Harmlessness begins with oneself.  If physicians hope to heal the distresses of the 21st century and lead their patients to enjoy healthy, sustainable lives, they must show that this is possible by their own lives of sustainable service that emanates from the depths of spirits that are continuously renewed.”(italics mine)

So, whether you’re in medical school, residency, or in practice for years,  you have to take care of yourself before you can care for others. One thing we can change is to talk about it more openly without the stigmatization. As with all things, awareness and prevention are key.

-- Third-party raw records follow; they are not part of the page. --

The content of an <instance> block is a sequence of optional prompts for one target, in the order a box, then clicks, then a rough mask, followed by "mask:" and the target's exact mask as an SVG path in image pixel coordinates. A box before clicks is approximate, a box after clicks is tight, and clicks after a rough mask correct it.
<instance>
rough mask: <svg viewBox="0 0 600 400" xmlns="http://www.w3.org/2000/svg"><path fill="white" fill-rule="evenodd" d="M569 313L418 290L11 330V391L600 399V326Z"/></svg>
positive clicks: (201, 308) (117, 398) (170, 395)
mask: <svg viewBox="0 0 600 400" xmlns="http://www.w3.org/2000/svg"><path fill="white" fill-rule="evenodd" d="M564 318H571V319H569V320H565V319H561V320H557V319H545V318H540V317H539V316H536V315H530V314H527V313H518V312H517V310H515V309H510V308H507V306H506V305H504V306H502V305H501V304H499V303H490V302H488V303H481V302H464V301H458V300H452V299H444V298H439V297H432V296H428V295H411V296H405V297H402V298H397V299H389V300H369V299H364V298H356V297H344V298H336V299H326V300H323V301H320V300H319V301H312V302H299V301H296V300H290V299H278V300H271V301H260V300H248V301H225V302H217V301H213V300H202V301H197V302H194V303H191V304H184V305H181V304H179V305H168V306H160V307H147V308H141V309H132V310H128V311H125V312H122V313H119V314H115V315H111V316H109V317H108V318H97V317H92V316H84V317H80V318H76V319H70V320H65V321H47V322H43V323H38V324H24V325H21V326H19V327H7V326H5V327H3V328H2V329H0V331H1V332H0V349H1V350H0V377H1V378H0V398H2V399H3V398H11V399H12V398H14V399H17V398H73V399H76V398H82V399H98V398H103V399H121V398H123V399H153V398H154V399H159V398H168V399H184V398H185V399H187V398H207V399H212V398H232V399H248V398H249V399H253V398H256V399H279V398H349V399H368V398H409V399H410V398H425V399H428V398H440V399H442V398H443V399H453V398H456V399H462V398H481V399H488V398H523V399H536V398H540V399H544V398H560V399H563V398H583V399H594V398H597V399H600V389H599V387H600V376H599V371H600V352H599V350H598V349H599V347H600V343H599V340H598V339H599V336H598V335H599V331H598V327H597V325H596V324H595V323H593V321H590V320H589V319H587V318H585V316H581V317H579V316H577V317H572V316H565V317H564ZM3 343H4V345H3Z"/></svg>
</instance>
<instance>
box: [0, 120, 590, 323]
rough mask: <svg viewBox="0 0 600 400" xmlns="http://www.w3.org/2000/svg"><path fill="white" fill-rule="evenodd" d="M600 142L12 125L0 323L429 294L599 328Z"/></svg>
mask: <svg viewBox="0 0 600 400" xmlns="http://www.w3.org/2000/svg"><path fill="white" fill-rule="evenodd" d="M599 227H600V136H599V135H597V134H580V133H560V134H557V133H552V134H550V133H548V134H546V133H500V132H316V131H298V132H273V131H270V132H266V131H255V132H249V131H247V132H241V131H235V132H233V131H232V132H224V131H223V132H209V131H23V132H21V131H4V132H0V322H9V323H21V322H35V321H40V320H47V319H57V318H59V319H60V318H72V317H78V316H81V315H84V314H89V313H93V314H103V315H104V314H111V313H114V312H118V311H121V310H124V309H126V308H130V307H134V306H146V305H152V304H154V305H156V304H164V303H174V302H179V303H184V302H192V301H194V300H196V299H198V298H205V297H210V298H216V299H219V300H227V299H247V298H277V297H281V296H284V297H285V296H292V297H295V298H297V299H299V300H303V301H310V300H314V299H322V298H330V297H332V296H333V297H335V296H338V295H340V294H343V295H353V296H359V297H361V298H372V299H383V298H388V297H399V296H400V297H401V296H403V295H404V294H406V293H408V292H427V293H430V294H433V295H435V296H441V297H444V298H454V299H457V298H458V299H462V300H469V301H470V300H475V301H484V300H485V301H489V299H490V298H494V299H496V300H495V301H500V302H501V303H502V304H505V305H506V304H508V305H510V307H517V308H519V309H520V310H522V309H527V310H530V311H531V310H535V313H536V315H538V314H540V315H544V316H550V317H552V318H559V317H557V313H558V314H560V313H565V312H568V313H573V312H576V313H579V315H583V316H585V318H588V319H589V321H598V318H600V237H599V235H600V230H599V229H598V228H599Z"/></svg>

So, here are some other useful links for dealing with/ preventing burn-out:


BMJ Career Focus, “Will you burn out?”

MomMD, “Physicians giving it all up?”

  1. idcrossroads says:

    This is a real problem among all the physicians I know. I was in the same burned out boat 2 years ago. Then I realized that I wasn’t getting enough mental stimulation at my job. I had to make some major changes in my life. I figured I spent most of my waking hours doing my job, so I had better like it!

  2. tom says:

    Who cares for the care giver? Frequently, no one. Over time this can lead to what I call the Maple Tree Syndrome. Tapped for its sap (knowledge,service, caring) every day, with no time for renewal, the tree will eventually be unable to produce and become labeled unproductive, in physicians this sometimes labeled “difficult”. Once thus labeled, the chainsaw replaces the “tap” and the once productive Maple is off to the woodpile.

  3. docwhisperer says:

    But we’re thinking, feeling beings. There has to be a way to keep doing what we love and what we’re good at without giving up our personal lives and our sanity.

  4. tom says:

    Yes, and the first step begins with self-I need to do this( renewal) for ME. Recreation=re-creation. Schedule time for yourself-do things for personal enjoyment-don’t consider such actions as being selfish-they are not. Establish, implement and stick to, practice rules on how and when you work. Share these rules and the reasons for them in writing with your patients. I would share them with your family too. Want a specific suggestion? With your monthly haircut (you still have hair right?), schedule a steam and a massage and afterwards meet your spouse for a glass of wine and perhaps an early dinner and a movie-NO pager No phone

  5. burnedMD says:

    Interesting that you mention PTSD. It seems to me that one possible devolutionary progression of burn-out (aka compassion fatigue, etc.) is in fact a subtype of PTSD, what I would label atypical complex caregiver PTSD. Atypical compared to the general population, somewhat less atypical when compared to physicians in general, & especially some high burn-out prone specialties such as EM & Anesth. Complex – in that it’s not the DSM-IV lock-step typical progression; it’s more of a cumulative effect. Dr. Judith Herman MD {Psych @ Harvard) wrote an interesting book along the lines of 1 on 1 trauma {a male who abuses females etc.}, & how the cumulative effect produces a subtype of PTSD not adequately explained by DSM-IV criteria. Aside from PTSD in physicians and abused women, I have also seen this atypical complex variety among ex-members of ‘high demand’ religious groups, aka sects or even, in a non-pejorative sense, cults, whether religious, political, psychoterapy oriented, etc. So, when one encounters a female physician, specialty EM, with an abusive husband, who is still in or has recently existed from an ARM {alternative religious movement, euphemism for cult}, this is one sick pupppy in need of major support.